SQL Server Query Hash vs Plan Hash Explained
By Tom Nonmacher
In the world of SQL Server, understanding the difference between Query Hash and Plan Hash can be incredibly beneficial when it comes to performance tuning. Both of these important metrics can be found in the SQL Server Management Studio (SSMS) and other performance monitoring tools. But what are they? In this blog post, we will delve into what Query Hash and Plan Hash are, their differences, and how they can be utilized in SQL Server 2022, Azure SQL, Microsoft Fabric, Delta Lake, OpenAI + SQL, and Databricks.
Let's start by understanding what a Query Hash is. A Query Hash is a numerical representative of a SQL query. SQL Server generates this hash based on the query's text, enabling it to identify identical or similar queries. Query Hash can be incredibly helpful when seeking to identify resource-intensive queries that are run frequently. Using the Query Hash, you can identify these queries and optimize them for better performance.
On the other hand, a Plan Hash represents the query execution plan. Similar to a Query Hash, a Plan Hash is a numerical representation, but it is based on the execution plan rather than the query text. This helps in identifying and grouping similar execution plans. It is essential for identifying queries that use the same execution plan, which can help in troubleshooting performance issues linked to inefficient execution plans.
Let's see how you can retrieve these hash values in SQL Server 2022. You can use the following T-SQL script to get the Query Hash and Plan Hash for all currently executing requests.

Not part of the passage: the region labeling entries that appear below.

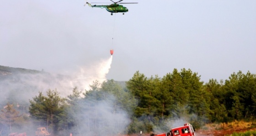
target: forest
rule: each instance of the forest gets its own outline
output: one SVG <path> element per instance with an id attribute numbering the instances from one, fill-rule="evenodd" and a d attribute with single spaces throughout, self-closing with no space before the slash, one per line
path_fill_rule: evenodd
<path id="1" fill-rule="evenodd" d="M 164 132 L 176 124 L 189 122 L 197 130 L 256 117 L 256 75 L 249 71 L 204 83 L 190 69 L 175 68 L 163 77 L 138 71 L 128 81 L 96 80 L 90 88 L 75 87 L 67 97 L 56 89 L 25 102 L 8 99 L 0 112 L 0 136 L 33 134 L 40 126 L 53 136 Z"/>

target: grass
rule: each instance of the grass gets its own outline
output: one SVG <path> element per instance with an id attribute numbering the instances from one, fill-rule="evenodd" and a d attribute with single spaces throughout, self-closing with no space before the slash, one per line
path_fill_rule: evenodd
<path id="1" fill-rule="evenodd" d="M 228 130 L 230 129 L 234 130 L 250 129 L 255 128 L 256 126 L 256 124 L 253 123 L 252 122 L 235 120 L 231 122 L 207 124 L 201 129 L 212 130 Z"/>
<path id="2" fill-rule="evenodd" d="M 233 133 L 230 136 L 256 136 L 256 131 L 247 131 L 245 132 Z"/>

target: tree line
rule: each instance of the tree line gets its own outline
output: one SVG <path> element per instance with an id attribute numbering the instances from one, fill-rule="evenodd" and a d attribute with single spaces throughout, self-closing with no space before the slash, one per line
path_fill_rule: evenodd
<path id="1" fill-rule="evenodd" d="M 161 78 L 137 71 L 124 86 L 112 79 L 90 87 L 85 91 L 76 87 L 66 98 L 57 89 L 45 95 L 39 92 L 29 100 L 27 114 L 8 103 L 1 110 L 0 134 L 30 123 L 46 126 L 53 136 L 167 132 L 176 120 L 197 129 L 210 123 L 253 121 L 256 115 L 256 75 L 249 71 L 205 83 L 189 69 L 174 69 Z"/>

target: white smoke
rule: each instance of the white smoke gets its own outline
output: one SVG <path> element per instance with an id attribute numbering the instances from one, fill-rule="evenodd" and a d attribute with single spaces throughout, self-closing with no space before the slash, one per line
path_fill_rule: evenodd
<path id="1" fill-rule="evenodd" d="M 101 83 L 107 80 L 112 58 L 111 56 L 93 65 L 78 67 L 79 68 L 68 75 L 48 73 L 10 75 L 0 81 L 0 93 L 2 94 L 0 96 L 0 104 L 6 104 L 10 98 L 14 101 L 28 102 L 38 95 L 38 92 L 44 94 L 48 89 L 56 89 L 62 97 L 70 94 L 75 87 L 84 91 L 94 81 Z"/>
<path id="2" fill-rule="evenodd" d="M 83 90 L 88 90 L 93 81 L 98 80 L 101 83 L 106 80 L 106 75 L 111 67 L 112 58 L 111 55 L 107 60 L 102 60 L 90 67 L 80 67 L 80 71 L 75 73 L 70 80 L 71 86 L 72 88 L 76 86 Z"/>

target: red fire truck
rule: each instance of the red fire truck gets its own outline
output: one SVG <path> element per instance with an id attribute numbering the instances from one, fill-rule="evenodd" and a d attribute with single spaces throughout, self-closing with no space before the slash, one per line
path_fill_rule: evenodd
<path id="1" fill-rule="evenodd" d="M 184 126 L 171 129 L 169 132 L 155 135 L 156 136 L 196 136 L 195 130 L 189 123 L 186 123 Z"/>

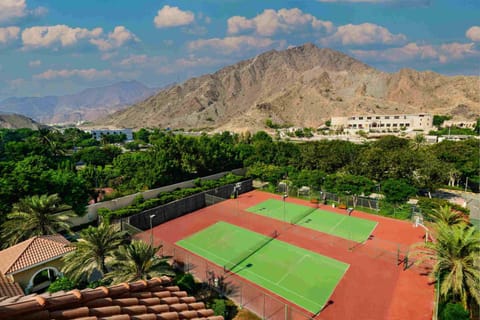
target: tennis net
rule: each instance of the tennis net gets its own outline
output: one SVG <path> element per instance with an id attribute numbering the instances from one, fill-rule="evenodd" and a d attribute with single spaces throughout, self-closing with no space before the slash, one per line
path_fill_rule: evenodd
<path id="1" fill-rule="evenodd" d="M 278 232 L 277 230 L 274 230 L 271 234 L 269 234 L 268 236 L 265 236 L 264 239 L 256 243 L 254 246 L 248 248 L 246 251 L 242 252 L 242 254 L 238 255 L 235 259 L 225 264 L 223 266 L 223 270 L 225 272 L 233 272 L 233 269 L 235 269 L 242 262 L 244 262 L 245 260 L 253 256 L 256 252 L 258 252 L 260 249 L 265 247 L 267 244 L 272 242 L 277 237 L 278 237 Z"/>
<path id="2" fill-rule="evenodd" d="M 303 220 L 303 218 L 305 218 L 306 216 L 310 215 L 311 213 L 313 213 L 313 211 L 317 210 L 316 207 L 313 207 L 313 208 L 308 208 L 307 211 L 304 211 L 302 213 L 300 213 L 298 216 L 294 217 L 292 220 L 290 220 L 290 223 L 291 224 L 297 224 L 299 223 L 301 220 Z"/>

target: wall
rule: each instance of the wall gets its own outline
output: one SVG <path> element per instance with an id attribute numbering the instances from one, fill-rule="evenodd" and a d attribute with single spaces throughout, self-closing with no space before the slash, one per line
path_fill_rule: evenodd
<path id="1" fill-rule="evenodd" d="M 236 174 L 236 175 L 239 175 L 239 176 L 244 176 L 245 172 L 246 172 L 246 170 L 244 168 L 240 168 L 240 169 L 235 169 L 235 170 L 232 170 L 232 171 L 224 171 L 224 172 L 212 174 L 212 175 L 207 176 L 207 177 L 202 177 L 201 179 L 202 180 L 218 180 L 218 179 L 222 178 L 223 176 L 227 175 L 228 173 L 233 173 L 233 174 Z M 147 200 L 147 199 L 157 197 L 160 192 L 167 192 L 167 191 L 172 191 L 172 190 L 175 190 L 175 189 L 192 188 L 192 187 L 195 186 L 194 181 L 195 181 L 195 179 L 192 179 L 192 180 L 189 180 L 189 181 L 179 182 L 179 183 L 171 184 L 171 185 L 156 188 L 156 189 L 151 189 L 151 190 L 147 190 L 147 191 L 143 191 L 143 192 L 137 192 L 137 193 L 134 193 L 134 194 L 131 194 L 131 195 L 128 195 L 128 196 L 125 196 L 125 197 L 113 199 L 113 200 L 110 200 L 110 201 L 94 203 L 94 204 L 91 204 L 91 205 L 87 206 L 87 213 L 83 217 L 74 217 L 74 218 L 69 219 L 69 221 L 71 222 L 72 226 L 79 226 L 79 225 L 82 225 L 82 224 L 87 224 L 87 223 L 90 223 L 92 221 L 97 220 L 97 218 L 98 218 L 97 212 L 98 212 L 98 209 L 100 209 L 100 208 L 107 208 L 107 209 L 110 209 L 110 210 L 117 210 L 117 209 L 120 209 L 120 208 L 124 208 L 124 207 L 130 205 L 132 203 L 133 199 L 135 199 L 135 197 L 139 194 L 143 195 L 143 198 L 145 200 Z"/>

-- T-SQL code to get Query Hash and Plan Hash
SELECT
r.session_id,
t.text as Query_Text,
r.query_hash,
r.plan_handle,
p.query_plan
FROM sys.dm_exec_requests r
CROSS APPLY sys.dm_exec_sql_text(r.sql_handle) t
CROSS APPLY sys.dm_exec_query_plan(r.plan_handle) p
In Azure SQL, the method for retrieving the Query and Plan Hash is similar to SQL Server. However, it becomes more interesting when we bring Microsoft Fabric into the picture. Microsoft Fabric is an open-source framework that allows developers to create distributed, scalable, secure, and reliable applications. It provides a SQL-like interface for querying data, and it supports extracting Query and Plan Hashes, which can be used for optimizing and troubleshooting distributed applications.
Delta Lake, an open-source storage layer that brings ACID transactions to Apache Spark and big data workloads, also supports querying with SQL. Since it's compatible with Apache Spark's Data Source API, Delta Lake can be used with Databricks to extract Query Hash and Plan Hash. This combination provides an excellent platform for managing and optimizing big data workloads.
Lastly, the combination of OpenAI and SQL can be used to predict, analyze, and optimize SQL queries. By using machine learning models to predict the Query Hash and Plan Hash, it's possible to predict the performance of a SQL query before it's executed. This can lead to significant improvements in query performance and resource utilization.
In conclusion, understanding and using Query Hash and Plan Hash can be crucial to optimizing SQL queries and improving application performance. Whether you're working with SQL Server, Azure SQL, Microsoft Fabric, Delta Lake, OpenAI + SQL, or Databricks, these metrics provide invaluable insights into query performance and optimization.